Lo tenía en su teléfono móvil, y empezó a leerlo en voz alta:

—«La concejala Dra. Parminder Jawanda, que se las da de preocuparse tanto por los pobres y necesitados de la región, siempre ha tenido una motivación secreta. Hasta el día de mi muerte…»

—Para, Fergus —pidió Mary, y se sentó a la mesa de la cocina—. No lo soporto. En serio, no puedo. Y por si fuera poco, hoy han publicado su artículo en el periódico.

Se tapó la cara con las manos y lloró en silencio; Gavin vio el periódico local encima de la mesa. Él nunca lo leía. Sin preguntar, fue al armario a prepararle una copa a Mary.

—Gracias, Gav —dijo ella con voz nasal cuando él le llevó el vaso.

—Podría ser Howard Mollison —especuló Gavin, y se sentó a su lado—. Por lo que Barry decía de él.

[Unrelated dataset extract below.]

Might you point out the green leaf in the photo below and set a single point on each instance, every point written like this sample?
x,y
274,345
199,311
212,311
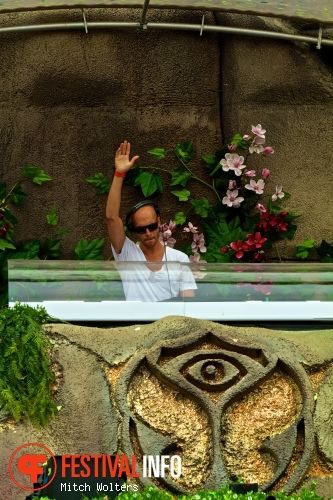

—No lo creo —repuso Mary, secándose las lágrimas—. Es algo tan cruel. Nunca hizo nada parecido cuando Barry… —hipó un poco— vivía. —Y entonces le espetó a su hijo—: Tira ese periódico, Fergus.

El chico la miró, dolido y confuso.

—Pero si sale el artículo de papá…

—¡Tíralo! —insistió Mary con un deje de histeria en la voz—. ¡Si quiero puedo leerlo en el ordenador! ¡Lo último que hizo tu padre antes de morir, el día de nuestro aniversario de boda!

Fergus cogió el periódico de la mesa y se quedó un momento de pie, observando a su madre, que volvió a ocultar la cara entre las manos. Entonces, tras mirar brevemente a Gavin, salió de la cocina con el Yarvil Gazette.

Al cabo de un rato, cuando Gavin consideró que el chico ya no volvería, le puso una mano en el brazo con gesto consolador. Se quedaron un rato allí sentados, en silencio. Gavin se sentía mucho mejor ahora que el periódico ya no estaba encima de la mesa.